Backups Are More Than Just For Disaster Recovery
I ended the previous blog post with a question: “do you have database backups?” If you do (and I sure hope so,) you’re in luck. I bet that you also have a place where you store those database backups for archiving such as a tape, file server or even a backup server. As a high availability and disaster recovery expert, I used to think that backups are merely for the “ooopppss” moments that happen every once in a while. In fact, that’s how I sell the importance of backups: they’re an insurance policy. But a couple of years ago, I’ve learned that backups are more than just for disaster recovery. One of my customers asked me to recommend a hardware configuration for upgrading their existing database server. One of their main concerns is storage capacity and they wanted to plan and budget for at least two years worth of storage. Since they don’t have a monitoring tool in place, I started to look elsewhere to find the operational data that I need. And, guess where I found them? That’s right, on the backup files.
Using Backups For Storage Capacity Planning (and even with Availability Groups)
Since full backups in a SQL Server database contain all of the data and enough transaction log records to recover the database, the backup size is a good measurement of the required disk space. If you have your backups, you can check the file sizes of all the previous full backups that you have. The only challenge is if you only keep a day’s worth of backup files. That’s no different from checking the current size of your database with a little bit of free space added. There are a couple of places to look for the historical data about your backups.
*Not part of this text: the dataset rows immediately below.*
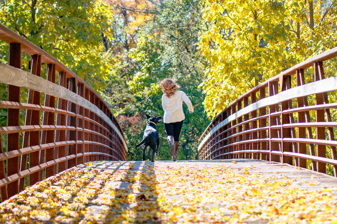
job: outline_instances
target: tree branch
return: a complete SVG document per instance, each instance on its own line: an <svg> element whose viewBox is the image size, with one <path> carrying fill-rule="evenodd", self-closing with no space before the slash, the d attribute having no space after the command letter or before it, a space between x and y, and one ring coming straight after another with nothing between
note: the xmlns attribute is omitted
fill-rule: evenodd
<svg viewBox="0 0 337 224"><path fill-rule="evenodd" d="M322 18L321 18L320 19L320 20L319 20L319 21L318 22L318 24L317 24L317 25L315 26L315 27L316 26L318 27L318 26L319 25L319 24L321 23L321 22L323 21L323 20L324 19L324 17L325 17L325 16L327 15L327 14L328 14L328 11L329 11L329 9L330 9L330 8L331 8L331 7L332 6L332 4L333 4L333 3L334 3L334 1L333 1L331 2L331 4L330 4L330 5L329 6L329 7L328 7L328 8L327 9L327 10L325 10L325 12L324 14L323 14L323 17L322 17Z"/></svg>
<svg viewBox="0 0 337 224"><path fill-rule="evenodd" d="M152 2L152 3L154 4L158 7L161 8L161 5L160 4L160 3L159 2L157 2L156 1L154 1L153 0L147 0L147 1L148 1L150 2Z"/></svg>
<svg viewBox="0 0 337 224"><path fill-rule="evenodd" d="M25 35L25 34L24 34L23 33L22 33L22 32L21 32L21 31L20 31L19 30L19 29L18 29L18 28L17 27L17 25L15 25L15 29L18 32L19 32L19 33L20 34L20 35L21 35L23 37L24 37L25 38L27 38L27 36L26 36L26 35Z"/></svg>
<svg viewBox="0 0 337 224"><path fill-rule="evenodd" d="M130 11L132 12L139 12L140 13L146 13L148 14L155 14L154 12L144 12L142 11L137 11L137 10L135 10L134 9L131 9L129 8L124 8L124 7L122 7L119 5L117 6L117 7L119 9L125 9L125 10L127 10L128 11Z"/></svg>

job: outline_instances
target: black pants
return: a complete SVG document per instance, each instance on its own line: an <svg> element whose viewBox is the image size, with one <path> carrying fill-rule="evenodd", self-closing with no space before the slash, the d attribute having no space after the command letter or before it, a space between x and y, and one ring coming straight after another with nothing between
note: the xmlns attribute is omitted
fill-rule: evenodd
<svg viewBox="0 0 337 224"><path fill-rule="evenodd" d="M180 131L183 126L183 120L174 123L164 123L166 129L166 137L172 135L175 141L179 142L179 136L180 135Z"/></svg>

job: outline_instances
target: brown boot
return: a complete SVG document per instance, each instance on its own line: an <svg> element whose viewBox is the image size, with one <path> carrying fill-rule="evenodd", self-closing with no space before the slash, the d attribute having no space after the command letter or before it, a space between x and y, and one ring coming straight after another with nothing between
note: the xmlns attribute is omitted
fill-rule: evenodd
<svg viewBox="0 0 337 224"><path fill-rule="evenodd" d="M179 142L174 142L174 155L172 157L172 161L177 161L177 154L179 148Z"/></svg>
<svg viewBox="0 0 337 224"><path fill-rule="evenodd" d="M167 142L170 144L170 155L171 156L174 155L174 140L173 136L172 135L169 135L167 136Z"/></svg>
- – Backup server. If you are using an enterprise backup tool, it has it’s own data collection utility specifically for backups. This includes the name of the server where the backup is from, the date/time when the backup was taken, the size of the backup file, duration, etc. This is good enough information to use for storage capacity planning.
- – msdb database in SQL Server. Every database backup you take in SQL Server will have a metadata. That metadata is stored in the msdb database. That’s where SQL Server Management Studio takes the information to tell you what backups were taken previously.
This is certainly not SQL Server Management Studio. But it’s good for illustration purposes.
You can use the query below to retrieve a list of all the full database backups taken for a specific database, the size and the date/time when they were taken.
SELECT backup_start_date, backup_size/1073741824 AS backup_size_GB
FROM msdb.dbo.backupset a INNER JOIN msdb.dbo.backupmediafamily b
ON a.media_set_id = b.media_set_id
WHERE TYPE='D' and database_name='sampleTestDB'
Even if you only have a month’s worth of backup history information, it will be good enough to get you started. This is where we’ll need Microsoft Excel. Here’s how you can use Excel with your backup history information to use for storage capacity planning:
- 1. Enter your backup history information into an Excel spreadsheet. This is the easy part. You can just copy-and-paste the results of the query provided from SQL Server Management Studio to Excel
- 2. Format the data to use the appropriate data type. Sometimes, Excel does not use the appropriate data type for the copied data. Make sure that you format the data to use the appropriate data type. This will be helpful when we go to the next step.
- 3. Create a line graph based on the data. Select the data range in the Excel spreadsheet, click the Insert tab and select a line graph.
- 4. Create a trendline from the given line graph. Once you have the line graph, right-click anywhere near the data points and select Add Trendline. We will add a linear trend line to forecast the database backup size for the next 6 months.
We now have a crude way of doing linear regression analysis of our storage capacity requirement for a specific database. All we have to do now is do this for all of our databases, forecast data for a specific period, sum it all up and multiply by a factor of safety value – say twice the total storage requirement. Now, I don’t want to claim expertise in statistical analysis especially since I almost failed my statistics course in college. But this is a relatively easy way to forecast disk capacity requirements if you don’t have monitoring in place.
There’s a lot of things we can do with Excel. In fact, I did this exact same thing with another customer who requested for a storage capacity requirement for a three (3) replica Availability Group. Since the storage requirement for an Availability Group replica is the same as the primary replica, it’s safe to just multiply the storage requirements with the number of replicas.
Let me know what else you come up with in your day-to-day tasks managing SQL Server databases with Excel.
Additional Resources
- – Add, change, or remove a trendline in an Excel chart
- – Backup History and Header Information (SQL Server)
This is quite ingenious 🙂
Just making the most of what one has and using it cleverly. thanks.
Sometimes, it takes a different perspective to make the most out of what we have. Since we already have the backup history information, we might as well use it for something like storage capacity forecasting.
Thanks for reading my blog.
Excellent tip Edwin!!! Great work!
Thanks for reading my blog. Will you be using this information anytime soon?
Hi Edwin, love this article. I actually have used backup info in the past for capacity forecasting database sizes. In my case the requirement was for data, log and native backups (which were sitting on a windows drive). Also, using the full backup sizes and combined it with the existing data file property, current space available on that drive I was able to provide an approximate period where the drive will be full so the client can prepare in advance. As far as the log files size future projection, I have done similar work but instead of the using full backup info, I reviewed the growth rate of the largest normal tlog backup file that occurs in between full/diff backups along with the log file property. Was a lot of manual work though and it wouldn’t be possible without a good backup history available in msdb.
Hi Daylinda,
Thanks for reading my blog. Those are really smart ways to use the backup history information in msdb. Besides, these are forecasts – a.k.a intelligent guesses. Backed by data that we have, we are making intelligent guesses of how much disk capacity we need in the future. That way, when we request for additional capacity in the future, we can justify it with supporting data.
I just tried this and it works like a charm! Thanks Edwin!
That’s great to hear. Now you know how BI professionals get started to get insights and become data analysts 🙂